In vitro or in vivo, gene expression is far removed from behavioral phenotype. Expression must be connected with the behavior of interest. Proteins can be manipulated via knockdown or pharmacological interventions, and effects on phenotype shown (e.g. Cushing et al., 2008), but even that approach does not show direct evidence that a genetic change affects phenotype. Connecting specific genetic sequence with a behavioral phenotype requires a transgenic approach (Hoekstra & Coyne, 2007). The gold standard experiment is to replace the specific polymorphism in the genome, then test for phenotypic change (Wray, 2013). This goal can currently be accomplished in mice with Cre-loxP knockins (Glatt & Lee, 2016; Robins, 2008); the future of this field likely lies with the newer CRISPR-Cas9 technology (Hsu et al., 2014; Irion et al., 2014; Zhu et al., 2016) in a variety of non-traditional models.

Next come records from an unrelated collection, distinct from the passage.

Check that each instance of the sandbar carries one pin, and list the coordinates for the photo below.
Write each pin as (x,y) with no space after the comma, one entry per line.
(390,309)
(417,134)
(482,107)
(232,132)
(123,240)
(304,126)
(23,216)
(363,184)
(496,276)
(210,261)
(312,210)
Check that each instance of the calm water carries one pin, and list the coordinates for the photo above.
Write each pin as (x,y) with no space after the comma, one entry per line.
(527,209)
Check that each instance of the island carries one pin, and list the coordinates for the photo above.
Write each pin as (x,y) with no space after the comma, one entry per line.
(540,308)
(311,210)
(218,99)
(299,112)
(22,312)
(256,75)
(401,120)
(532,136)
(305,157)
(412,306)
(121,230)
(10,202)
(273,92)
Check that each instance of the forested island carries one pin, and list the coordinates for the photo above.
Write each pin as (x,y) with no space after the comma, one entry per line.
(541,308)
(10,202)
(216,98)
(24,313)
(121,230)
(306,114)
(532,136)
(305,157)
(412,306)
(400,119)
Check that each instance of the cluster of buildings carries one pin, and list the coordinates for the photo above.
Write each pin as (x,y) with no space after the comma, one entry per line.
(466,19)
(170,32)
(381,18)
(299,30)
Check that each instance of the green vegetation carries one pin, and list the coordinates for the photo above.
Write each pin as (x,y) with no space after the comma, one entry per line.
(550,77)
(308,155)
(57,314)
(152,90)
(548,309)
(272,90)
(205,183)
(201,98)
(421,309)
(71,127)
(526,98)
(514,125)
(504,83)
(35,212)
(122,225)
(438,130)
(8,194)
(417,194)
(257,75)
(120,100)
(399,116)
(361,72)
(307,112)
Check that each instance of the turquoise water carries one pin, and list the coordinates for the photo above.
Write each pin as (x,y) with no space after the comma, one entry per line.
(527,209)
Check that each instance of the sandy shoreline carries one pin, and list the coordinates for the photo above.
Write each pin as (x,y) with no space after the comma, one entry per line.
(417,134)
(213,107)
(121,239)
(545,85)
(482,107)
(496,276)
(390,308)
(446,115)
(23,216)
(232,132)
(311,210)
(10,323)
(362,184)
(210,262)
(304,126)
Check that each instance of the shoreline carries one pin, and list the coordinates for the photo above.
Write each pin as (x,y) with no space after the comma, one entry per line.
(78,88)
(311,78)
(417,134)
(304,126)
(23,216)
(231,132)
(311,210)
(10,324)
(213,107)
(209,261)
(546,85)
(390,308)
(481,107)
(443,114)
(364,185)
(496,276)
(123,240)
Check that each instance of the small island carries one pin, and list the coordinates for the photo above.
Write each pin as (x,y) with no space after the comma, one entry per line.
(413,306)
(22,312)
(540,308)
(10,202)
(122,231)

Researchers working with humans have few options for performing functional studies. Nonetheless, if the hypothesis to be tested is whether the receptor plays a role in a human behavioral phenotype, steps can be taken to maximize the informativeness of associations and to draw stronger conclusions. First, since there are hundreds of polymorphisms in sex steroid receptors to choose from, we can focus first on those that have already been modeled in vitro or in vivo. Instead of looking to functional studies in which the gene has been entirely knocked out, for example, we should cite those in which the polymorphism itself is modeled—and encourage new studies on this topic. Second, we should directly address the fact that functional studies may not generalize across different types of tissue, for example from blood to brain. Studies are sorely needed in which the functional impact of polymorphisms, for example on transcription or methylation, is compared among tissue types in animal models. Such studies may lend credence to the typical conclusions drawn in the human literature, or at the very least they will show the extent to which those conclusions are warranted.

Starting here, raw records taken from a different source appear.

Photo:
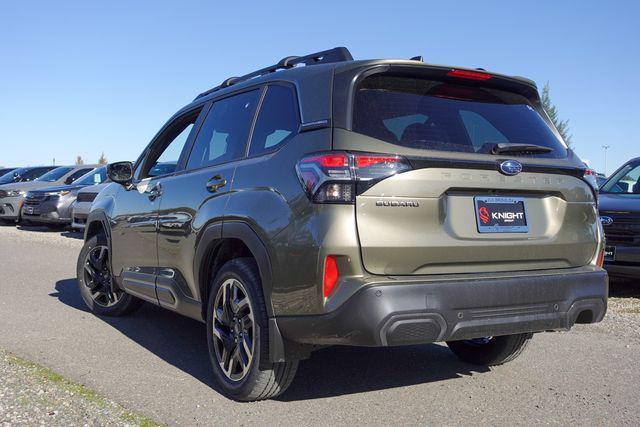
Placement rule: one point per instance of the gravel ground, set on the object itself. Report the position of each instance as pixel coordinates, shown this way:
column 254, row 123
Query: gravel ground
column 34, row 395
column 154, row 363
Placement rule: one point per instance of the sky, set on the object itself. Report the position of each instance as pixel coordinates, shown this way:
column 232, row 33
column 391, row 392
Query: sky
column 82, row 78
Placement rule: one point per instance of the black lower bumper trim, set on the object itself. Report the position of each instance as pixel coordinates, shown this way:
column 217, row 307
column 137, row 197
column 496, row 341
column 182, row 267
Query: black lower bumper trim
column 412, row 313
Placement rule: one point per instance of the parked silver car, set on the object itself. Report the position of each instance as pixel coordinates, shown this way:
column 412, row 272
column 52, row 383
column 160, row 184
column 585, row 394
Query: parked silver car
column 82, row 206
column 12, row 195
column 52, row 205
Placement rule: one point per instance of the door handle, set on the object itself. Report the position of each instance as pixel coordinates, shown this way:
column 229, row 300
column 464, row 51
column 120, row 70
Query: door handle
column 216, row 183
column 155, row 192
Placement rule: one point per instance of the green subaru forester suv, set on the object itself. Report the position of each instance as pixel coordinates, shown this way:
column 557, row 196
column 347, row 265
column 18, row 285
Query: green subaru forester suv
column 326, row 201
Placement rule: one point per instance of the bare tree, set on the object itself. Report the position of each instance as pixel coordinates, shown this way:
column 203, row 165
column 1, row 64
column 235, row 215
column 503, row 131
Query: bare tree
column 103, row 159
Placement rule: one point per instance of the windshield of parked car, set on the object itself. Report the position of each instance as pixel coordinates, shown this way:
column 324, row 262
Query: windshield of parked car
column 23, row 175
column 8, row 178
column 55, row 174
column 96, row 176
column 625, row 181
column 442, row 116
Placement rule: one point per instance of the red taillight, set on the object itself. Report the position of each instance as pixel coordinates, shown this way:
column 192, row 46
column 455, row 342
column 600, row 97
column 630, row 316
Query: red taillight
column 332, row 177
column 331, row 274
column 601, row 258
column 329, row 160
column 471, row 75
column 363, row 161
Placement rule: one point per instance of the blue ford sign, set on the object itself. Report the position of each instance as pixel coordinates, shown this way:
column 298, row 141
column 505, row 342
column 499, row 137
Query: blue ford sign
column 510, row 167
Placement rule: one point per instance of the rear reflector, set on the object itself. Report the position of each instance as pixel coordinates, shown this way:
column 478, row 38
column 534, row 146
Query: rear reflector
column 471, row 75
column 331, row 274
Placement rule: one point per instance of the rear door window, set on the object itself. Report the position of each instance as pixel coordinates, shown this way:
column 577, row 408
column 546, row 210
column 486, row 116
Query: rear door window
column 433, row 115
column 224, row 133
column 277, row 120
column 625, row 181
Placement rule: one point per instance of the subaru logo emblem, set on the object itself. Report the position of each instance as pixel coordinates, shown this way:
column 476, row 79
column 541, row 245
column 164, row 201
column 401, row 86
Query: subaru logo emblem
column 510, row 167
column 606, row 220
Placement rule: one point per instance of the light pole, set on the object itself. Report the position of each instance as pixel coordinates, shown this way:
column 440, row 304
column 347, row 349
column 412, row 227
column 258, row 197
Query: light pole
column 605, row 148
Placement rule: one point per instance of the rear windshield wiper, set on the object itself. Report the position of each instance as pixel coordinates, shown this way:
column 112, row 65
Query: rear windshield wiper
column 520, row 148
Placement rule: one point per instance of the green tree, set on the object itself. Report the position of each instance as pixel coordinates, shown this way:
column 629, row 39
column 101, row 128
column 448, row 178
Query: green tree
column 552, row 112
column 102, row 160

The path from SNP to behavior is long and circuitous. Small changes at the level of gene sequence have direct effects at the levels immediately above, e.g., transcription, but these effects can become difficult to detect at higher and higher levels (Fig. 3). At the level of behavioral phenotype, they often explain very little variation (Cannon & Keller, 2006; Saltz, 2017). Experimental manipulations of gene sequence in animal models have taught us that the effects of a polymorphism on lower-level endophenotypes can quickly lead to complex and even paradoxical effects at higher levels (Glatt & Lee, 2016). A polymorphism may produce both gain-of-function and loss-of-function in different tissues in the same individual, for example. For these reasons, it seems premature to use a polymorphism as a proxy for measuring the contribution of a receptor to a behavior. If we do make that leap, it is important to look down at what we are leaping over because that view might change everything.

Highlights.

• More than 50 variants of sex steroid receptor genes are associated with human behavioral phenotypes.

• Most of the polymorphisms do not occur in coding regions, making interpretation challenging.

• Variation in non-coding regions can affect gene transcription via a variety of mechanisms.

• Making use of in vitro assays and non-human models will advance understanding of these processes.